Friday, August 23, 2013

Banks robbed Americans during bailouts - don’t be fooled again

by Jason Kendall, contributing columnist | June 05, 2013
In between parties, vacations, repealing Obamacare for the 37th time and naming post offices, someone in Congress has an idea. Apparently, the bailouts of the American banking industry did not have the outcome Congress desired. Shocking that the strategy of blindly handing billions of dollars to bankers has yet to do much good for anyone except, of course, bankers.
The Terminating Bailouts for Taxpayer Fairness Act was introduced in the Senate in April, and if it survives from the onslaught of banking lobbyists, the bill may be able to do some good.

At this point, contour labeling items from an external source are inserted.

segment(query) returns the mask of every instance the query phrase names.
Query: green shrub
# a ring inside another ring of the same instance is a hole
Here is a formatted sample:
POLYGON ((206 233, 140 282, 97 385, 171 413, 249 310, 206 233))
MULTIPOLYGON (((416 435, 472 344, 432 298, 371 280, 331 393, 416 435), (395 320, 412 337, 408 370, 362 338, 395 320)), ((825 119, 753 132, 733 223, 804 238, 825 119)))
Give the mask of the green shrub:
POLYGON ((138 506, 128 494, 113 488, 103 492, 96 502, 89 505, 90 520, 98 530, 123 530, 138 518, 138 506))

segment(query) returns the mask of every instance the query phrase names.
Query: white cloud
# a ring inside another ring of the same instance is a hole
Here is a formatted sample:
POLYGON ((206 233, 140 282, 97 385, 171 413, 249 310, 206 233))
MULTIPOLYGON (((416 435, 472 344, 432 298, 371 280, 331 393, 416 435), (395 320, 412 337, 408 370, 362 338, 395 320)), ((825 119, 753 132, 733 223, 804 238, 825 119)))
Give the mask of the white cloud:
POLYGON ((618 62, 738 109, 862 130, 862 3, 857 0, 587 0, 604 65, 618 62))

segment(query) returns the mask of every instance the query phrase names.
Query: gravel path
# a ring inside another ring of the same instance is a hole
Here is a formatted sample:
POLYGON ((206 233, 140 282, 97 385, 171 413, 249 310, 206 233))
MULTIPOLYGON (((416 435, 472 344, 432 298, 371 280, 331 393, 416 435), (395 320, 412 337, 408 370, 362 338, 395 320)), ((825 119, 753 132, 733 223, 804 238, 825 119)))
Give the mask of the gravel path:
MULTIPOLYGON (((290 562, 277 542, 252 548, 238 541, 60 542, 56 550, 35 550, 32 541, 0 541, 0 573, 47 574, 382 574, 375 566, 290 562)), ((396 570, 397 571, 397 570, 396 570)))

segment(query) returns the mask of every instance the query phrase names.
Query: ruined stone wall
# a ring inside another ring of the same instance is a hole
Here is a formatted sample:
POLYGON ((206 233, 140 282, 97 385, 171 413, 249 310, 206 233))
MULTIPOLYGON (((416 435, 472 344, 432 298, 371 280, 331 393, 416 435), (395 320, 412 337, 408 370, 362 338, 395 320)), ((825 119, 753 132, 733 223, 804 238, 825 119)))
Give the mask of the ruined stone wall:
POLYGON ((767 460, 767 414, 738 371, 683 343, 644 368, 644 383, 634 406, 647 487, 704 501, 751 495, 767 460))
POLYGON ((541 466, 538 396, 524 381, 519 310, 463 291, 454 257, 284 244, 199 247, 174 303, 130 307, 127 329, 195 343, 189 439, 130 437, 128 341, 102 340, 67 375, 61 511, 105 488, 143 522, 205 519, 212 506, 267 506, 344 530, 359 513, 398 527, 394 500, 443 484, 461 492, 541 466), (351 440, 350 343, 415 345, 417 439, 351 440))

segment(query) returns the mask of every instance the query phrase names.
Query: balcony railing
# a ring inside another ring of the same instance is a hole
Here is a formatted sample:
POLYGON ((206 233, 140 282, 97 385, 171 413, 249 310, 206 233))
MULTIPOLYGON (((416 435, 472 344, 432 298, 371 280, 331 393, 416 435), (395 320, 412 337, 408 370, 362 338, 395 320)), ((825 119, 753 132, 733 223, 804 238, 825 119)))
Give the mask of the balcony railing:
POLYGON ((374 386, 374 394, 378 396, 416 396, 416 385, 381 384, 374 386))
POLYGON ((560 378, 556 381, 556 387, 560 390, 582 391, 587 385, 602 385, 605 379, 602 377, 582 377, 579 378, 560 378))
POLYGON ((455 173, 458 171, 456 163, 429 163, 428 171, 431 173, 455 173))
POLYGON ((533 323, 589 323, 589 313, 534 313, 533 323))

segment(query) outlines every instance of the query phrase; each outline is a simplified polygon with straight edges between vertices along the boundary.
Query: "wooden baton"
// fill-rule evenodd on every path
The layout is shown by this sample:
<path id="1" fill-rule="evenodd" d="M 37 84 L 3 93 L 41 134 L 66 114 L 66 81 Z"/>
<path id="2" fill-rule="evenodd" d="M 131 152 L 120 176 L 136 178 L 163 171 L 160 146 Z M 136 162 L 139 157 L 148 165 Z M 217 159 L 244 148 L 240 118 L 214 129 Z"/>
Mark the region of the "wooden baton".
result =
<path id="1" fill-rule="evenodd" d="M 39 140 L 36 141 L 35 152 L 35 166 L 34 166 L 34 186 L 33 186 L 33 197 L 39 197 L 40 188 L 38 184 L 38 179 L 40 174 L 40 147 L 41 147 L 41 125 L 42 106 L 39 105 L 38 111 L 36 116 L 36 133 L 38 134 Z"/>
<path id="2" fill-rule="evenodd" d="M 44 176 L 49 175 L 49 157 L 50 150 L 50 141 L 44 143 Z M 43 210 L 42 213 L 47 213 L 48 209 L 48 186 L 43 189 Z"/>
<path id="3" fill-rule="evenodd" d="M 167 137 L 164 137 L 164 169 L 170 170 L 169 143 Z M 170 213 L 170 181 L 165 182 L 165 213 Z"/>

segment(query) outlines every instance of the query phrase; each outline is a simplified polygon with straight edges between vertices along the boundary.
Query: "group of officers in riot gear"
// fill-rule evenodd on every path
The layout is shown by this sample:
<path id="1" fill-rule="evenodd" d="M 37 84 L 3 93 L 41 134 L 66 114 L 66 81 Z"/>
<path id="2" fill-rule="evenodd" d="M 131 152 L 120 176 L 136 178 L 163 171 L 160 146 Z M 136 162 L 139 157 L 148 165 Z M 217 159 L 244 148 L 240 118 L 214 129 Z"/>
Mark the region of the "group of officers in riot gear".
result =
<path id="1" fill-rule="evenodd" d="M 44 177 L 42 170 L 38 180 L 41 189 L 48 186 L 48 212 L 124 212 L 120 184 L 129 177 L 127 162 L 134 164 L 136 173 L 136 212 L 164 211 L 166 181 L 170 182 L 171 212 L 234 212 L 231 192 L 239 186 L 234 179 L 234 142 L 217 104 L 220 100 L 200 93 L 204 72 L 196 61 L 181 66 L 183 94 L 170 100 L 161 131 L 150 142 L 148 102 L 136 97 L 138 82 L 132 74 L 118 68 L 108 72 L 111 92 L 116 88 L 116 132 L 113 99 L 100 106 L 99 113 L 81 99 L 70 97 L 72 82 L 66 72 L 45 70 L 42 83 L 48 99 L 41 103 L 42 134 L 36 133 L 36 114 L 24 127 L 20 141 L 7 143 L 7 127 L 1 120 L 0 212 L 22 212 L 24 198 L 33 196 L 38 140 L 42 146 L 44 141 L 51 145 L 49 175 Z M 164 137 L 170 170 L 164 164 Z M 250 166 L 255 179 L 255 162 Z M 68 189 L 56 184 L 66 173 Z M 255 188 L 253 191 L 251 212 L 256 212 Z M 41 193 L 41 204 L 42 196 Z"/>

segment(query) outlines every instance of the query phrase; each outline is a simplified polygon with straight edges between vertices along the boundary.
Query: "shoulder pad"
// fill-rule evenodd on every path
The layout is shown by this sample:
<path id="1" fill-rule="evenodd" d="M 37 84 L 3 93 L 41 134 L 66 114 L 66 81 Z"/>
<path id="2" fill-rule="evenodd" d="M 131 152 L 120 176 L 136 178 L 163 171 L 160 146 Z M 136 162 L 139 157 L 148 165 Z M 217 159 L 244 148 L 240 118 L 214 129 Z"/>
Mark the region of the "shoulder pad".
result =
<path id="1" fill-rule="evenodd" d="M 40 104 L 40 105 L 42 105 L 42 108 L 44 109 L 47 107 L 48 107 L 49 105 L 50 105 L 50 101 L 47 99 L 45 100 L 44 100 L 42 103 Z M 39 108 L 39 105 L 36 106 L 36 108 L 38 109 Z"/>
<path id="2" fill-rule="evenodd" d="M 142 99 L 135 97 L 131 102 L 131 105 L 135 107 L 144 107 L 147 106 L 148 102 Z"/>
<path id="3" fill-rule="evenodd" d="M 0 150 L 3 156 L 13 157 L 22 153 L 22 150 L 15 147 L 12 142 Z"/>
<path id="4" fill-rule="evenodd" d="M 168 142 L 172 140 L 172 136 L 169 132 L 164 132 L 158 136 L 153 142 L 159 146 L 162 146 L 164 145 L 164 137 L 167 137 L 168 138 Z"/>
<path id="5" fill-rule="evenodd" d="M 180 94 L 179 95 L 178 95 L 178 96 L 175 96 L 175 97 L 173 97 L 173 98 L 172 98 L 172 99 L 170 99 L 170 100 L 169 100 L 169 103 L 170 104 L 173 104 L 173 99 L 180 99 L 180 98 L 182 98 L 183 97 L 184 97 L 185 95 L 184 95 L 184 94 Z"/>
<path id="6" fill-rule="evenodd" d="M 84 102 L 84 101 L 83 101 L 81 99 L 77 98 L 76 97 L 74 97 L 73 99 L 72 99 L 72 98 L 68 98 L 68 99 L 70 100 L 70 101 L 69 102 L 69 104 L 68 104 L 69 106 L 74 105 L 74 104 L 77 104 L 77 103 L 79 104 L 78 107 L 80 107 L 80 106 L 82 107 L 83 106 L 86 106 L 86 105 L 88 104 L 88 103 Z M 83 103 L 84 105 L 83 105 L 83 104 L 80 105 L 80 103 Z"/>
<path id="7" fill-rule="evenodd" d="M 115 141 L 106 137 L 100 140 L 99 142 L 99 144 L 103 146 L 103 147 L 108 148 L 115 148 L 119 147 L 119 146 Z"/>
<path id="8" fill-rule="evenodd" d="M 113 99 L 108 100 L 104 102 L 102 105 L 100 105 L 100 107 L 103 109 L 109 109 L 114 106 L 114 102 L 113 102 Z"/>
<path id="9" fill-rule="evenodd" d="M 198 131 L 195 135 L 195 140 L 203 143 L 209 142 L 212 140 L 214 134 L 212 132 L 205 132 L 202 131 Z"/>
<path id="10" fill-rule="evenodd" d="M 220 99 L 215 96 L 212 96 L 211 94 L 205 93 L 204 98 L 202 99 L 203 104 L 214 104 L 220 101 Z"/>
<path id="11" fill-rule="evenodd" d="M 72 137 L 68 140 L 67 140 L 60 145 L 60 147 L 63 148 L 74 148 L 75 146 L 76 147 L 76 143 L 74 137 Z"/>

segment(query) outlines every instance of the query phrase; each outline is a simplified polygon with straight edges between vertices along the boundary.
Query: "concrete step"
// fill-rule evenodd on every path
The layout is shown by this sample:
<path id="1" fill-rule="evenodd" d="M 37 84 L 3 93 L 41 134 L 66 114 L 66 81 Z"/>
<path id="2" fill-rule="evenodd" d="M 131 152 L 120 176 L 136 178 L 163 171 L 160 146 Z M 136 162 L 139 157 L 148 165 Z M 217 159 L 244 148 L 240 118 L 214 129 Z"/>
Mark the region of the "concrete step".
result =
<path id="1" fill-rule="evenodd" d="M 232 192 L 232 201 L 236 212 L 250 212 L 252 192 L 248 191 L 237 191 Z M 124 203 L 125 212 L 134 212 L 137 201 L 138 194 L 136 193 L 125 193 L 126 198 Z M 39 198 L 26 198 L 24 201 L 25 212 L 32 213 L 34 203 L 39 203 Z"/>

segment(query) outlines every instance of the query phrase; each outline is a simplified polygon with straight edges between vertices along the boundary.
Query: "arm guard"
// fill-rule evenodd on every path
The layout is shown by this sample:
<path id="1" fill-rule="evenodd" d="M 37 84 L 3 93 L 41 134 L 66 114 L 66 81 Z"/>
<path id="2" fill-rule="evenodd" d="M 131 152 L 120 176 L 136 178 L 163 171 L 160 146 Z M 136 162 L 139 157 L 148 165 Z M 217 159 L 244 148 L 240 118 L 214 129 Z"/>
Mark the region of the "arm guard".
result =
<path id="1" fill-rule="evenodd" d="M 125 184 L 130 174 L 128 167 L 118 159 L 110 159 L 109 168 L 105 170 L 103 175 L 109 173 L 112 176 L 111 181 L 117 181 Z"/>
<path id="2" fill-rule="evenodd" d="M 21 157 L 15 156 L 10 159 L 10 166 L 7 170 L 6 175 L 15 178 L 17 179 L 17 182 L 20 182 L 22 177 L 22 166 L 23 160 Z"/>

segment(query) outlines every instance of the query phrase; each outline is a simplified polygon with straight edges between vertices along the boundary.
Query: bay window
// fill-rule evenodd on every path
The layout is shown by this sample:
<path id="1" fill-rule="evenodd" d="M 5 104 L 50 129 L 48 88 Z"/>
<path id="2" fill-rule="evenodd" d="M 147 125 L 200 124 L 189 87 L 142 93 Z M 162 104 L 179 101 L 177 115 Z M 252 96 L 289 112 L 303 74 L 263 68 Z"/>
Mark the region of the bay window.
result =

The act would require banks with more than $500 billion in assets to keep capital reserves of about 15 percent, about twice the current amount. Simple enough, but if you don't understand the impact of this on big banks, don't worry - just look at their response and you can see the threat this poses.
Before you question the motives of this bill, let's take a look at the 2008 bailout and what the banks have done with your money.
The Emergency Economic Stabilization Act of 2008 gave billions to banks, whether they were financially healthy or not. Secretary of the Treasury Henry Paulson threatened Congress that America would lose more than $5.5 trillion in wealth and the "world economy" would collapse if Wall Street did not get $700 billion. It was such a scary moment that the Senate added another $150 billion - you know, to cover the vig.
Well, what happened?
Let's start with the money loaned to help reduce mortgage deficiencies; this was one of the main justifications for the bailout. Most large banks took bailout money but failed to modify home loans. This is why they are constantly being sued.
Next, millions in bailout funds went directly to pay bonuses for bankers. Priceless.
Even more interesting is that your money is probably in the banks of the Federal Reserve. Up until 2008, the money banks had to give to the Fed gained no interest. The money was there to help stabilize banks. By not charging interest, banks would invest any access money, over what they had to put into the Fed, into the marketplace. Now that the Fed is paying interest, why would they invest that money elsewhere? Before the 2008 bailout, only about $2 billion was held in the reserve - now there is more than $1.6 trillion earning $5 billion in interest yearly.
The Fed printed money, Congress gave it to banks and the banks then returned it to the Fed in order to earn interest on that money.
Lastly, and to lock your children further into debt, in 2010, Congress and the president established the Small Business Lending Fund, loaning community banks $30 billion to invest. What did these banks do? They paid back their TARP loans from the 2008 bailout. The banks were given taxpayer money to loan but the money was instead used to pay back loans that the taxpayers had originally loaned them. They were bailed out of their bailout.
Former President George W. Bush said, "Fool me once, shame on - shame on you. Fool me - you can't get fooled again." The saying goes, "Fool me once, shame on you. Fool me twice, shame on me."